Prometheus is one of the most common surveillance tools used by Kubernetes. It’s a part of the Native Computing Base Cloud. This project, initially created by SoundCloud and subsequently donated to CNCF, is inspired by Google Borg Monitor.
As a time series Prometheus stores all of its info. This data can be queried through the language of the PromQL database and visualized through an integrated browser of text. Since Prometheus is not a dashboard, Grafana relies on it for data visualization.
Version 1.0 of this tool was published in 2016, and is now one of Kubernetes’ most commonly used monitoring devices. Other Kubernetes ecosystem resources, including Istio, include an embedded Prometheus adapter that exposes metrics produced.
Prometheus can be built as a single binary that can be run on your host or as a Docker server directly. With the Prometheus Controller, running Prometheus on Kubernetes is easily accomplished.

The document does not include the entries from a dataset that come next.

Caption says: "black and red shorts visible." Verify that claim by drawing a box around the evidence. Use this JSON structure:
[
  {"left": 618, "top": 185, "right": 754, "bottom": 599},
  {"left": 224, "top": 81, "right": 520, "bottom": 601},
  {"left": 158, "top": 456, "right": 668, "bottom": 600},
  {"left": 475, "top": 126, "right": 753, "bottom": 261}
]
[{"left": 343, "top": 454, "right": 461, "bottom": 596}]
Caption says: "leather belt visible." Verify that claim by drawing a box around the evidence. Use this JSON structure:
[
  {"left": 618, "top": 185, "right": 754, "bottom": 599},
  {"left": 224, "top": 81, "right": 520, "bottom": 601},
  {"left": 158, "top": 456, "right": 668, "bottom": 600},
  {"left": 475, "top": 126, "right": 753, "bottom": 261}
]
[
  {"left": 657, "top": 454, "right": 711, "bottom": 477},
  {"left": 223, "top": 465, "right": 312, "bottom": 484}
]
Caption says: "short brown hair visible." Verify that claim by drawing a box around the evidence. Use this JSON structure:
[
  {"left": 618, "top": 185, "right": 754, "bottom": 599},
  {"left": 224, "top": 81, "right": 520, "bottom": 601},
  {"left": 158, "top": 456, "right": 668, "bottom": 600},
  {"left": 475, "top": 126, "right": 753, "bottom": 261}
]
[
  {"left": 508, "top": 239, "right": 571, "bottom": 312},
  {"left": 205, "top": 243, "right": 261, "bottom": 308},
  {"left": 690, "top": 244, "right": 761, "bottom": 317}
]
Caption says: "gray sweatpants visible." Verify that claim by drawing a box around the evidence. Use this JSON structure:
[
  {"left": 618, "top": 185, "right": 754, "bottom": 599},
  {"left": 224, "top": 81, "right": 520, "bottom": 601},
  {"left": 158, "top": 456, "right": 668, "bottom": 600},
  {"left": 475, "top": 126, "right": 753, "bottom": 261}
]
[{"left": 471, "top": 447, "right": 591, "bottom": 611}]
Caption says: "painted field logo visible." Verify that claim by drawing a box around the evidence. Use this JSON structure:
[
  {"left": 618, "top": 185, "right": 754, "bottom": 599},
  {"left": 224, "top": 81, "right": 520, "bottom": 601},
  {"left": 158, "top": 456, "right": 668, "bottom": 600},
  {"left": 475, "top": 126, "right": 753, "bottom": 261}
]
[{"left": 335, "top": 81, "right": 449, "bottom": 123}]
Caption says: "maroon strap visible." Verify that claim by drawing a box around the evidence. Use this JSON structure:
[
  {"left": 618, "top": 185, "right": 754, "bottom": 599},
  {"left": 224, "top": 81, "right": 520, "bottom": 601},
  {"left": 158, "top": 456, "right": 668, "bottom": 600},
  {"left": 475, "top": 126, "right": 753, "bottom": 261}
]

CAdvisor is an agent for the use of container tools and output analysis - it’s built into the Kubelet binary. CAdvistor auto-discovers all computer containers and collects memory, network use, file system and CPU statistics. CAdvisor supports native Docker containers. It does not function on the pod level but on each node. Nonetheless, be advised: CAdvisor is a simple yet restricted device, so if you're looking to store metrics for long-term usage or conduct complex monitoring behavior, cAdvisor won't suit your requirements:
Kubernetes Dashboard is a web-based, Kubernetes cluster UI add-on. It has several features allowing users to build and manage workloads, as well as discovery, load balancing, setup, storage, and monitoring. It's helpful to small clusters, and people who are just starting to learn Kubernetes.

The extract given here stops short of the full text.